Monday, January 27, 2014

Just Say No to Passive Aggressive Parentheses

An article in the recent New Yorker shows that even well edited writing continues the abuse of parentheses. Here’s the full paragraph, taken from The Financial Page, written by James Surowiecki, titled The Cult of Overwork:

If the benefits of working fewer hours are this clear, why has it been so hard for businesses to embrace the idea? Simple economics certainly plays a role: in some cases, such as law firms that bill by the hour, the system can reward you for working longer, not smarter. And even if a person pulling all-nighters is less productive than a well-rested substitute would be, it’s still cheaper to pay one person to work a hundred hours a week than two people to work fifty hours apiece. (In the case of medicine, residents work long hours not just because it’s good training but also because they’re a cheap source of labor.) On top of this, the productivity of most knowledge workers is much harder to quantify than that of, say, an assembly-line worker. So, as Bob Pozen, a former president of Fidelity Management and the author of “Extreme Productivity,” a book on slashing work hours, told me, “Time becomes an easy metric to measure how productive someone is, even though it doesn’t have any necessary connection to what they achieve.”

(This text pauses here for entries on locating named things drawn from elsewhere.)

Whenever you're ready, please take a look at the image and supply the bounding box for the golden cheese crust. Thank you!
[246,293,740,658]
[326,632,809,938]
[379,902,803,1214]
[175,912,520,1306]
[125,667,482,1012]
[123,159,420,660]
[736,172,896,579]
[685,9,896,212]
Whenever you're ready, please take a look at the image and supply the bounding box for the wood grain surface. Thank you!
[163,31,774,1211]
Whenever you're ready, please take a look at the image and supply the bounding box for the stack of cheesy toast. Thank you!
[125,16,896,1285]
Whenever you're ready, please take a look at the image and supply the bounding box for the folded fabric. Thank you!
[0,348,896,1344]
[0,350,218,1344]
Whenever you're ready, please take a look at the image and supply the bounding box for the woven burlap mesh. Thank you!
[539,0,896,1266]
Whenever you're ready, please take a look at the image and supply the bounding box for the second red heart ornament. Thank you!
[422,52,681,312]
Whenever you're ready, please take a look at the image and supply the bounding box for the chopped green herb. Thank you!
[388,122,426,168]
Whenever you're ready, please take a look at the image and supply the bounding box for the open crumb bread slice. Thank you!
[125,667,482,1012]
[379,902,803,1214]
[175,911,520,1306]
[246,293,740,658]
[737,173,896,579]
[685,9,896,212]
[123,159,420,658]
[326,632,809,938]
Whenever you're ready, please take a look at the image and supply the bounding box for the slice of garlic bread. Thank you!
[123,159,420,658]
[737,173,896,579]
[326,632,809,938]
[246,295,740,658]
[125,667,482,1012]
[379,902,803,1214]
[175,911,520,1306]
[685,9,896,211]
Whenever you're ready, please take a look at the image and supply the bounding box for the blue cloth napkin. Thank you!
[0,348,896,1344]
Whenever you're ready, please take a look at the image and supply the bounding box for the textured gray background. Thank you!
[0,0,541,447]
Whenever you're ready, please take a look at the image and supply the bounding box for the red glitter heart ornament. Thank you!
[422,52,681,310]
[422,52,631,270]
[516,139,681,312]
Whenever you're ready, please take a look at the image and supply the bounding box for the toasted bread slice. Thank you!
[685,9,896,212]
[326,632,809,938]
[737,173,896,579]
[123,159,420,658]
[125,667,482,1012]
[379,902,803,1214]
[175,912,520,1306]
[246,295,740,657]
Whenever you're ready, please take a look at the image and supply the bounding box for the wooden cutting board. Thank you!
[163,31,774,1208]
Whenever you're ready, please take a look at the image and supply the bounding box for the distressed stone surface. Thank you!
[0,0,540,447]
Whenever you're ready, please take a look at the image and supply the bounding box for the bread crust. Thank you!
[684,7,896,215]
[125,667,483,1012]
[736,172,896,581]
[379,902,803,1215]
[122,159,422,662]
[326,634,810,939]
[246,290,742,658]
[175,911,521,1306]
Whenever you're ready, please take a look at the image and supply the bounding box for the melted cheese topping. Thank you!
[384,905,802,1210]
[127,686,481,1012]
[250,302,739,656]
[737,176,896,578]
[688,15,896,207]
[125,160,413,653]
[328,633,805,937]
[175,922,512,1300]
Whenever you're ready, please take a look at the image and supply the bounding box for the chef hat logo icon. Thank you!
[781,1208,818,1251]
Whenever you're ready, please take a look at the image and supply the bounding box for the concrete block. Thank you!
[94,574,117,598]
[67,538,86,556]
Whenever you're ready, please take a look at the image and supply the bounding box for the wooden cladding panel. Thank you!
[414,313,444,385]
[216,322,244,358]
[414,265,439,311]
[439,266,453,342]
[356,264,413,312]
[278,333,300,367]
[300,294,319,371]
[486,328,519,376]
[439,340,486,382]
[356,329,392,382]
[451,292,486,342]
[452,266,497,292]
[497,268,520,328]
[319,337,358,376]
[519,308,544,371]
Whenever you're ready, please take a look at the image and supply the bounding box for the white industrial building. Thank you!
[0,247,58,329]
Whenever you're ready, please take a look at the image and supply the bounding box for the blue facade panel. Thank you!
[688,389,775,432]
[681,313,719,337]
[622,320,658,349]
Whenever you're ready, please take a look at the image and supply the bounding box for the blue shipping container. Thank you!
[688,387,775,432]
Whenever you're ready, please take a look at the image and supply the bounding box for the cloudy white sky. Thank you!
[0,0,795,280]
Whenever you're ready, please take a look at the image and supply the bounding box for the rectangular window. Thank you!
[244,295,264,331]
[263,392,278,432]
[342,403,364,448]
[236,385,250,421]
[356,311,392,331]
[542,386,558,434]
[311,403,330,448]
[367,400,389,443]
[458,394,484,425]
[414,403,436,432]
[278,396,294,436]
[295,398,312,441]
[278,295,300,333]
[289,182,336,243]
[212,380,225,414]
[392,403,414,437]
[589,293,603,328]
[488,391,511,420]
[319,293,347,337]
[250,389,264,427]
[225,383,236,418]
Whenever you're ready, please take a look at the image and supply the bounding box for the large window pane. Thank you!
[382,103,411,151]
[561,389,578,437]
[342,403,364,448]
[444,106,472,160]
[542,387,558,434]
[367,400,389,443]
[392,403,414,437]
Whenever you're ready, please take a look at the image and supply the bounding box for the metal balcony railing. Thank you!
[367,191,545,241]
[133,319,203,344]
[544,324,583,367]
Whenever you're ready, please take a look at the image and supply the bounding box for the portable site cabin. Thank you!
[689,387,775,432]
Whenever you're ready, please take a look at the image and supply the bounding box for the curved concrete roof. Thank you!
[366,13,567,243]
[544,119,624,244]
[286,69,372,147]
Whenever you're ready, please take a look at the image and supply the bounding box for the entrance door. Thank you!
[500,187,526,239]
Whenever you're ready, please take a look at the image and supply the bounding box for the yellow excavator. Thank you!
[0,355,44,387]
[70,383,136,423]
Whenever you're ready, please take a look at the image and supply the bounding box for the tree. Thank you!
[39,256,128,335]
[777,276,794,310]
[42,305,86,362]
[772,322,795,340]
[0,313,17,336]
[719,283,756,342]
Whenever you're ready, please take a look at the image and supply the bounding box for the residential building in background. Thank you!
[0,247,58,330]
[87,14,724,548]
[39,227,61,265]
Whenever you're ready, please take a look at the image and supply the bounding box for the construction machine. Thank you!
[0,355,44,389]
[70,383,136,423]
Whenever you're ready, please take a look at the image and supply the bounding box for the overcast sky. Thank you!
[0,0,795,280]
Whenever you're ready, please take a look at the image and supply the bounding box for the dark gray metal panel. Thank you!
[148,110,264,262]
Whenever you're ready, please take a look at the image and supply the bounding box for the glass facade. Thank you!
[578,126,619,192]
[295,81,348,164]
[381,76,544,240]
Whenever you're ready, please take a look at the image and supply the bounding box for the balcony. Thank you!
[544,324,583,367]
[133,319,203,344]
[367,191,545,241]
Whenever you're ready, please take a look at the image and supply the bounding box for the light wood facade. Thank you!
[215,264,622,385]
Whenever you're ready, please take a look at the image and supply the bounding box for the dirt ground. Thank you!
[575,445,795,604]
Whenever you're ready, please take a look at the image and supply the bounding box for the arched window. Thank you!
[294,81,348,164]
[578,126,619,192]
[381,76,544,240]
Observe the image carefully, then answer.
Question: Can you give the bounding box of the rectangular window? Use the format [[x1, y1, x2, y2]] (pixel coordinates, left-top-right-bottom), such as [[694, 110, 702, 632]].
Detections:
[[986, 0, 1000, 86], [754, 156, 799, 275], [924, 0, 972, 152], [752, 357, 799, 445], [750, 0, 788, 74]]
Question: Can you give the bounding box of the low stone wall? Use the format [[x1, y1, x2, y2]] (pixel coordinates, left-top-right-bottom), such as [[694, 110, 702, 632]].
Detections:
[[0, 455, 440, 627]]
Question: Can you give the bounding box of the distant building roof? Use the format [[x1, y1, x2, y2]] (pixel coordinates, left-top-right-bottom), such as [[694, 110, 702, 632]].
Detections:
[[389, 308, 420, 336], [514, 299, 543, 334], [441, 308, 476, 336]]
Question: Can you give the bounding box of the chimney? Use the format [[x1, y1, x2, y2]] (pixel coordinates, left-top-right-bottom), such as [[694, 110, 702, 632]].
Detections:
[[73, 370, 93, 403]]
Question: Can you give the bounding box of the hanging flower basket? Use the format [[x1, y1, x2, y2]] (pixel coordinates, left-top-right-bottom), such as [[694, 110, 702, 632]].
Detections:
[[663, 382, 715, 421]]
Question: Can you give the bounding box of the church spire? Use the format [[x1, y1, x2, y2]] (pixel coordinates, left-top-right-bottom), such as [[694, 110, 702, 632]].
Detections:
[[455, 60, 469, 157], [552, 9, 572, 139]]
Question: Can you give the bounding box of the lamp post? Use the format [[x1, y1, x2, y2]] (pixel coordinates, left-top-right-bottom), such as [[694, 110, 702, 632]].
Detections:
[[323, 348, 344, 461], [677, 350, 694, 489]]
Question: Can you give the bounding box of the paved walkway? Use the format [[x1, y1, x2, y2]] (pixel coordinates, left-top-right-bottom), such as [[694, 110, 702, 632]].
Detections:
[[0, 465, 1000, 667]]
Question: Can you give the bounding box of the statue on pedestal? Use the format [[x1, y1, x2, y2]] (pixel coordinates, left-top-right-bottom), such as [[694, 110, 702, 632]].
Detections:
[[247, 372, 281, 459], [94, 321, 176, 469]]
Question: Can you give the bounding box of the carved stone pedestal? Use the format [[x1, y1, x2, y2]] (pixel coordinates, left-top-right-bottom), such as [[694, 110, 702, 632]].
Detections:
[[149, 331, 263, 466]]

Every sentence in the paragraph above, except for the one within the parentheses, is justified—if only by common sense. But then there’s that one-off claim about medical residents being a cheap source of labor. No reason, no evidence. Are we to suppose the sentence gets a free dodge by way of its parentheses? After all, it’s just an aside and not even part of the article’s main text.

No, parentheses, like all punctuation, exist for clarity, not for shielding writers from the responsibility of defending their ideas. Shoving words between a pair of parentheses doesn’t make those words any less important or plain to see. Dear reader, please, please don’t use parentheses for passive aggression. Either leave those claims naked in your prose without special punctuation, or defend them, or don’t commit them to words at all.

By the way, I’ve got nothing against James Surowiecki or The New Yorker. Rather, this post is part of my ongoing crusade against the overuse and misuse of parentheses.

4 comments:

Josh Wilson (fforfilms.net) said...

Parenthetically, (I would add, in a most likely misguided attampt at humor) I know of a great novelist who uses parentheses quite a bit. (His name is Gene Wolfe.)

Craig Brandenburg said...

Josh— Anyone who's regularly published in the New Yorker is pretty good at smithing words, too, but even good writers sometimes follow the stupid fashions of their times. Isaac Asimov often used parentheses to make unsubstantiated claims—warts on an otherwise transparent writing style. Probably, Asimov had a hard time not committing his thoughts into words.

If I were to read one Gene Wolfe book, what should it be? Keep in mind the audience.

Josh Wilson (fforfilms.net) said...

52Good question. His style is very diverse, as is his subject matter. I'll give you a choice, from the books of his that I have read:

Four-in-one epic choice:
"The book of the Long Sun" (Now published in two volumes, but originally 4.) You may call this cheating, but it's like recommending Lord of the Rings: it's really one book, right?

Easy-and-fun fantasy choice:
The Sorcerer's House. You can probably read this one in a couple days.

Craig Brandenburg said...

Josh— Thanks! The Phoenix Public Library has The Sorcerer's House, which I added to my list. I'll keep an eye out for the first book of the Long Sun series.